Having an index on the area_acre field very possibly may not help for the sorting (ORDER BY) depending on how the result set is built. It could, in theory, be used to generate the result set by traversing the global_site table using an index on area_acre; in that case, the results would be generated in the desired order (and it could stop after generating 11 rows in the result). If it does not generate the results in that order (and it seems like it may not be), then that index will not help in sorting the results.
One thing you might try is to remove the "CROSS JOIN" from the query. I doubt that this will make a difference, but it's worth a test.
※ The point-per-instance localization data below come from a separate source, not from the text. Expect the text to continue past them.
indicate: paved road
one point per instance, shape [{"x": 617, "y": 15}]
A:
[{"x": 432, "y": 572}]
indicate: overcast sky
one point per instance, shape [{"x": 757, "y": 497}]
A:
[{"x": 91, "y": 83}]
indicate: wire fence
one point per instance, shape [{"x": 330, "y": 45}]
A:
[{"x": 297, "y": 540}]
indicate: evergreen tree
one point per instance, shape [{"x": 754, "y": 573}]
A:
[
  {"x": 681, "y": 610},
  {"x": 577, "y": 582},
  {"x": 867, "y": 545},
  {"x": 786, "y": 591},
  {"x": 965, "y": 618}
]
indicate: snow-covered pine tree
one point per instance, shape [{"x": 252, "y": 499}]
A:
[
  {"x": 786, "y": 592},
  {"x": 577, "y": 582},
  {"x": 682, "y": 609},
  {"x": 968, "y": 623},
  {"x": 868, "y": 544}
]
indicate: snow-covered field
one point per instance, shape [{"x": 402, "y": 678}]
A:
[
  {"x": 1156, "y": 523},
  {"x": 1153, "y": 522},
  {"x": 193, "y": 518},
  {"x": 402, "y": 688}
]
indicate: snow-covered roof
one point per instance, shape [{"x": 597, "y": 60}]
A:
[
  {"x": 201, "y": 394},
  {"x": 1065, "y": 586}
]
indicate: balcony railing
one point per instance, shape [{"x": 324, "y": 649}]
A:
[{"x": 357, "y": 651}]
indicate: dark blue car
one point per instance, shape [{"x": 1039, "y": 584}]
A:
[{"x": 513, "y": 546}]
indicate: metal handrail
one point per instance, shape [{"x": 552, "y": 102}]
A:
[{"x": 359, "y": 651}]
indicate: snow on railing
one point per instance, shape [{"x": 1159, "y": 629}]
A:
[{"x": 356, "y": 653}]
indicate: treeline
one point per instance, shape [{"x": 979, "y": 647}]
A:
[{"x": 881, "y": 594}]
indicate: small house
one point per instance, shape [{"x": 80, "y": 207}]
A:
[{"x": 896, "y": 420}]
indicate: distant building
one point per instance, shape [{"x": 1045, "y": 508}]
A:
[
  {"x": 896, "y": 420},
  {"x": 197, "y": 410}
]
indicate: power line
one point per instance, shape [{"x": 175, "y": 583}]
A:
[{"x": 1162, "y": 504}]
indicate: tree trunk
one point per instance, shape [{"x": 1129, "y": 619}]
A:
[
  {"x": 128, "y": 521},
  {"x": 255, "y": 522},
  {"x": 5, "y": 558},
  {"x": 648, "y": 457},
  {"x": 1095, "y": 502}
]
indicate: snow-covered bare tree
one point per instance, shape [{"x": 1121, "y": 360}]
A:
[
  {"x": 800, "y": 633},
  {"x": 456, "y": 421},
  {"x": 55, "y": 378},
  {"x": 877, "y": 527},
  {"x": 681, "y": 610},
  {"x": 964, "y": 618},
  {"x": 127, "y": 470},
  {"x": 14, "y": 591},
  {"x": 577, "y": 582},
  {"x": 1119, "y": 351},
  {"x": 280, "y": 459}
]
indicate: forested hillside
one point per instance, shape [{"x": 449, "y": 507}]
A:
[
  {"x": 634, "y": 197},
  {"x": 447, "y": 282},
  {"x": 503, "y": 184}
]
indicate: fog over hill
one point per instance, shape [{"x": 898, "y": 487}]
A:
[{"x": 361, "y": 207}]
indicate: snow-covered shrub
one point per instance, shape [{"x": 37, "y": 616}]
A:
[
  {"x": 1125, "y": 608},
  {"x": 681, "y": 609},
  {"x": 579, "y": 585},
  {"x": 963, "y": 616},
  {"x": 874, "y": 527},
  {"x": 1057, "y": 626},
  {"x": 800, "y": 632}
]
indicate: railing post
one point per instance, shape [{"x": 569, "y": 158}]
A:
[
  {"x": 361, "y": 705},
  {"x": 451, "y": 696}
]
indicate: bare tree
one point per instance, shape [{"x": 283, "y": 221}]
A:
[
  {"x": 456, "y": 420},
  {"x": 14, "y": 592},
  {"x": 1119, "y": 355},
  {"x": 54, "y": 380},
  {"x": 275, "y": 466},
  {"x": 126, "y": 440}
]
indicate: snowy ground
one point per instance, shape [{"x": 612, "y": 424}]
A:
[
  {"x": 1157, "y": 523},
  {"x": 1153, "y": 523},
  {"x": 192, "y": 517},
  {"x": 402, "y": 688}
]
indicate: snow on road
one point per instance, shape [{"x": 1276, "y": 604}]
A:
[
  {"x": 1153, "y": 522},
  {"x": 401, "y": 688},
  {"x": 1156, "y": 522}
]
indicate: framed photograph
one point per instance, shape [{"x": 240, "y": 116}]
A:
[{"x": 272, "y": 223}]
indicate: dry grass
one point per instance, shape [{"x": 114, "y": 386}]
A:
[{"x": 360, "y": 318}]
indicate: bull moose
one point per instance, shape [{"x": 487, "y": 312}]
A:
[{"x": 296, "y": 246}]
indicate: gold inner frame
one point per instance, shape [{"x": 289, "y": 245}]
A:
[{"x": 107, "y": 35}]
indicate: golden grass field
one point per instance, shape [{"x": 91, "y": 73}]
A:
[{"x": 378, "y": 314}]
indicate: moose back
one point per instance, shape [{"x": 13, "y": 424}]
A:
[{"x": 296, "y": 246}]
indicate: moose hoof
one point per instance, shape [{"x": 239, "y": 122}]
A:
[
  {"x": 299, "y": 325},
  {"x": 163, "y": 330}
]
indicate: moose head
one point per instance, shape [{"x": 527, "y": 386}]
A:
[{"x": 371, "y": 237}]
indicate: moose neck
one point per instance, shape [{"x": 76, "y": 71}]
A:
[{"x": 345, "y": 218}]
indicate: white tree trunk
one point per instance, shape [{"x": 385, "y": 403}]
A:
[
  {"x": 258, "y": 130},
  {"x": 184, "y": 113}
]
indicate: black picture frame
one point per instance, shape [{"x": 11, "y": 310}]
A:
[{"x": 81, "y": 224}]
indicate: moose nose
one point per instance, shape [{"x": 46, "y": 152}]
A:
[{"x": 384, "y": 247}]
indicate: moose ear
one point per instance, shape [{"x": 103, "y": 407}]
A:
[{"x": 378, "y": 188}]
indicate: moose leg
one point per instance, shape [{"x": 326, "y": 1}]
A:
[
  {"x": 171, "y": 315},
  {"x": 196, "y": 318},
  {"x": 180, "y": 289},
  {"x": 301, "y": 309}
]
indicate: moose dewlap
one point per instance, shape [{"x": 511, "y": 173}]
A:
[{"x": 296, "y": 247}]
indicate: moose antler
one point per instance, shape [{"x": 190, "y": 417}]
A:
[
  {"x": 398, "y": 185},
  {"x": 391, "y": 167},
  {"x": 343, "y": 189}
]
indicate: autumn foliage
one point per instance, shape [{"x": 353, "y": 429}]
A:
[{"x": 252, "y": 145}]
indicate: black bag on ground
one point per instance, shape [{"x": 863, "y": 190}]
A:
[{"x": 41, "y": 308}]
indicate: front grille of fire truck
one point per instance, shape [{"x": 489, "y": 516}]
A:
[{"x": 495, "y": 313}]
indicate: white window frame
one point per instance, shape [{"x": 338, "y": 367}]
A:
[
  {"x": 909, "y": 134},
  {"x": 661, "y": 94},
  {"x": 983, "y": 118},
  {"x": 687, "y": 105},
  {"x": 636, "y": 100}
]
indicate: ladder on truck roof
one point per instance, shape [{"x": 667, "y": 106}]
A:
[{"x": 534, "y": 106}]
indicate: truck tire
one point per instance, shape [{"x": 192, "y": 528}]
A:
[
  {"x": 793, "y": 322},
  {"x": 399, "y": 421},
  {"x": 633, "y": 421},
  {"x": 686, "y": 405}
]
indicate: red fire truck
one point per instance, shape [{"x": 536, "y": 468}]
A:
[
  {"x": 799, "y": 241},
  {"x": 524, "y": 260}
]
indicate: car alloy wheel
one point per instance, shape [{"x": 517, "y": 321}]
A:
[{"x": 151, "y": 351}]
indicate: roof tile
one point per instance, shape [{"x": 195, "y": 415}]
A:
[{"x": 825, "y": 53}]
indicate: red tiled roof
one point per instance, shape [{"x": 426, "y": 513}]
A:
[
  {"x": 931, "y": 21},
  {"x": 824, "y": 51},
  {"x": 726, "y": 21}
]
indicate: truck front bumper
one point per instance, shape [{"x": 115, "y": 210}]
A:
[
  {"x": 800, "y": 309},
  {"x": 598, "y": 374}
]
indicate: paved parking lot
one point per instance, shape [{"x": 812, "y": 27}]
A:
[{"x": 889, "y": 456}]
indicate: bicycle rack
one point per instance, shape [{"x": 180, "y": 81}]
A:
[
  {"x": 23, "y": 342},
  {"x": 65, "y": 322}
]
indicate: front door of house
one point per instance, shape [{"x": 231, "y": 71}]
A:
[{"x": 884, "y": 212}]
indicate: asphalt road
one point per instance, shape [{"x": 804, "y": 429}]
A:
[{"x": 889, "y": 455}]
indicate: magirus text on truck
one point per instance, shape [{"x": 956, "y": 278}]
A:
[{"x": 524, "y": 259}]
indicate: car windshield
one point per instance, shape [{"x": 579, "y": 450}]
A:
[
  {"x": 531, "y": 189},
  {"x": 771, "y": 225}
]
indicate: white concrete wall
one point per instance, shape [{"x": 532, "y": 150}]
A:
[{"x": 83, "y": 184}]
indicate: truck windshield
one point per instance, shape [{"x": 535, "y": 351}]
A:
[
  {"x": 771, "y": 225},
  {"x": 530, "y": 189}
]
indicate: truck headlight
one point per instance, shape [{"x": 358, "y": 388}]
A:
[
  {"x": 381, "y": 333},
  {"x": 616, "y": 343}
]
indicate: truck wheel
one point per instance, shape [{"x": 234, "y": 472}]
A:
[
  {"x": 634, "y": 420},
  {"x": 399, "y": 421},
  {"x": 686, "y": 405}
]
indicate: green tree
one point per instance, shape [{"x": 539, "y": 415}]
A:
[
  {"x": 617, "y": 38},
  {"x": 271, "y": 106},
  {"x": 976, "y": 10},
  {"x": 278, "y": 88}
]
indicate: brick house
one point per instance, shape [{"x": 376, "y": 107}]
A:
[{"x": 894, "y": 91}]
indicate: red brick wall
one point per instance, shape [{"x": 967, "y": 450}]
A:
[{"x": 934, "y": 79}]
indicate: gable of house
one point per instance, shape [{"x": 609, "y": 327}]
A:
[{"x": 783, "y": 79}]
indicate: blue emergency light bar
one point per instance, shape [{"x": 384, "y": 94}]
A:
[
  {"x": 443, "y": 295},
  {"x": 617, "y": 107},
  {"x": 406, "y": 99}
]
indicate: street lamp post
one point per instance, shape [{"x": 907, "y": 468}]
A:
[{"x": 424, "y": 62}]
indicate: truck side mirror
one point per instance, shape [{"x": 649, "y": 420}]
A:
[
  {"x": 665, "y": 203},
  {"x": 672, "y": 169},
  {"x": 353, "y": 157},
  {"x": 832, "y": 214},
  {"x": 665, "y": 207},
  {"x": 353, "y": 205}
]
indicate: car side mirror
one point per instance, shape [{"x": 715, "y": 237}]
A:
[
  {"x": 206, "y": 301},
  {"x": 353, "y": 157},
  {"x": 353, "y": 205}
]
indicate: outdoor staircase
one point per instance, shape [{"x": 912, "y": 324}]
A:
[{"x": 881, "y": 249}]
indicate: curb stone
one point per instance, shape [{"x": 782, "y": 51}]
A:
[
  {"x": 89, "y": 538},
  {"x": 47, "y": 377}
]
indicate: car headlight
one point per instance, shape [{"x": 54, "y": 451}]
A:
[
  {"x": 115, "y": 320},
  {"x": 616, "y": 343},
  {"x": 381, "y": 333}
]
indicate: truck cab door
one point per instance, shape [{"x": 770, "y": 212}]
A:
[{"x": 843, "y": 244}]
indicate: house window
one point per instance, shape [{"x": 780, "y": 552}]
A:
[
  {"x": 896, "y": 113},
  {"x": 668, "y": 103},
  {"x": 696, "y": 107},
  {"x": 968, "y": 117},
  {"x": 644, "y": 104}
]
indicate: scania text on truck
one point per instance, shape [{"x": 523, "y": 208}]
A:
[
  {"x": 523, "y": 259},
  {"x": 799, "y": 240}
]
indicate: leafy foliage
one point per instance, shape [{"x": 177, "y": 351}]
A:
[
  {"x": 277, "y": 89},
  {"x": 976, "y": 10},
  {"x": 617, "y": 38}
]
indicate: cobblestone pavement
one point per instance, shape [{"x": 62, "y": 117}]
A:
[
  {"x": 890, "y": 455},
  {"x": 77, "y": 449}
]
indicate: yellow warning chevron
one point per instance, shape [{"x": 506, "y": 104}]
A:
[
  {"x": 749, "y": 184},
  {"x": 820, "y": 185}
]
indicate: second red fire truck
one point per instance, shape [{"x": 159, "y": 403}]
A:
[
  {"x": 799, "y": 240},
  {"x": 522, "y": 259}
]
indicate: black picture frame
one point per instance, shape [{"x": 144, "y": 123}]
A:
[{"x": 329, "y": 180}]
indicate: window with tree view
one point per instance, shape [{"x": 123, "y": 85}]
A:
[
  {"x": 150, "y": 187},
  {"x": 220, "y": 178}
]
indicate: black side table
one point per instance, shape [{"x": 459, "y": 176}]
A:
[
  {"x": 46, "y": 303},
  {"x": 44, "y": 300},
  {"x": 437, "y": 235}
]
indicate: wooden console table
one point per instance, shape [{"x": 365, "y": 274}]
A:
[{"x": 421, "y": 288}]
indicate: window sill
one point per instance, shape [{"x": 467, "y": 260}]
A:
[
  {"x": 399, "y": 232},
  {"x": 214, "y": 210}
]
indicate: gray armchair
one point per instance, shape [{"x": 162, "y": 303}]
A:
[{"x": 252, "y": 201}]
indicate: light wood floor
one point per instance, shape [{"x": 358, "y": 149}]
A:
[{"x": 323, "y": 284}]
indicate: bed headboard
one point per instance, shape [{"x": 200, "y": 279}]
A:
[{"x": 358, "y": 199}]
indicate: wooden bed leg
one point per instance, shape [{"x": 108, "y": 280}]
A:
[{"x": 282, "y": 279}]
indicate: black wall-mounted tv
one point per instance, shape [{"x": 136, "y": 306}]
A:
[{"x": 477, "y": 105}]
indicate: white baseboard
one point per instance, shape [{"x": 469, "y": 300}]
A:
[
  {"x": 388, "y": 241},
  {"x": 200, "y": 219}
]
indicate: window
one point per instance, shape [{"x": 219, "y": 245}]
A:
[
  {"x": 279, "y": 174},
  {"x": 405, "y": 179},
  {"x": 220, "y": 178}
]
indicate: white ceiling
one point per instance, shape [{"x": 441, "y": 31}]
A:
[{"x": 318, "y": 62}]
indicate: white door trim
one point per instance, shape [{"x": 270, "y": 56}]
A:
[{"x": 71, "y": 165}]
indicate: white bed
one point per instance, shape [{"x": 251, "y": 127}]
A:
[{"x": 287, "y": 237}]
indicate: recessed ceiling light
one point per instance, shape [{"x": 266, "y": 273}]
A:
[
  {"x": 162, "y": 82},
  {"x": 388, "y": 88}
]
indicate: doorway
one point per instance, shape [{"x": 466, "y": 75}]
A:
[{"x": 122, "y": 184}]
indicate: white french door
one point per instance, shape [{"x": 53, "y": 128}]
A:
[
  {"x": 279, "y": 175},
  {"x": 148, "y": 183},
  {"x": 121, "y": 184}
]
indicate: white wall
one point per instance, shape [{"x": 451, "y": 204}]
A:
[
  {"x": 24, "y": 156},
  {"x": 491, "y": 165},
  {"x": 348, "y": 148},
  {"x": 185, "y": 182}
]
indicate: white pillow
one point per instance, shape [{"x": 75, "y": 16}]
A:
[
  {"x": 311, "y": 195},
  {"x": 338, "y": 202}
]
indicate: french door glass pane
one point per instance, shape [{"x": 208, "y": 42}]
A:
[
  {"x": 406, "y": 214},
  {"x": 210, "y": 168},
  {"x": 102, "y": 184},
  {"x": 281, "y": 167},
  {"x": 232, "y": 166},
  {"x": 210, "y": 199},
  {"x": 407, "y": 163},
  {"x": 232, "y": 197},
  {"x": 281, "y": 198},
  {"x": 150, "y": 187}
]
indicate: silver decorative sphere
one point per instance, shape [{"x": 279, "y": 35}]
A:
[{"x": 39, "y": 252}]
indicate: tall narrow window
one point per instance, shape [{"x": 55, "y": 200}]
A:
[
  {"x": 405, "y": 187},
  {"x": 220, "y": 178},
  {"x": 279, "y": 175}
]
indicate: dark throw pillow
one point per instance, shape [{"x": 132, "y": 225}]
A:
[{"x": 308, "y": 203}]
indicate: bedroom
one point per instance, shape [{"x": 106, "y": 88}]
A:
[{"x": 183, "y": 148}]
Because a WHERE clause is involved joining the two tables (via ST_WITHIN), I believe the result is the same as an inner join. It is possible that the use of the CROSS JOIN syntax is causing the optimizer to make an undesirable choice.
Otherwise (aside from making sure indexes exist for fields that are being filtered), you could play a bit of a guessing game with the query. One condition that stands out is the area_acre >= 500. This means that the query engine is considering all rows that meet that condition. But then only the first 11 rows are taken. You could try changing it to area_acre >= 500 and area_acre <= somevalue. The somevalue is the guessing part that would need adjustment to make sure you get at least 11 rows. This, however, seems like a pretty cheesy thing to do, so I mention it with some reticence.
Have you considered creating Expression based indexes for the benefit of the hairier joins and where conditions?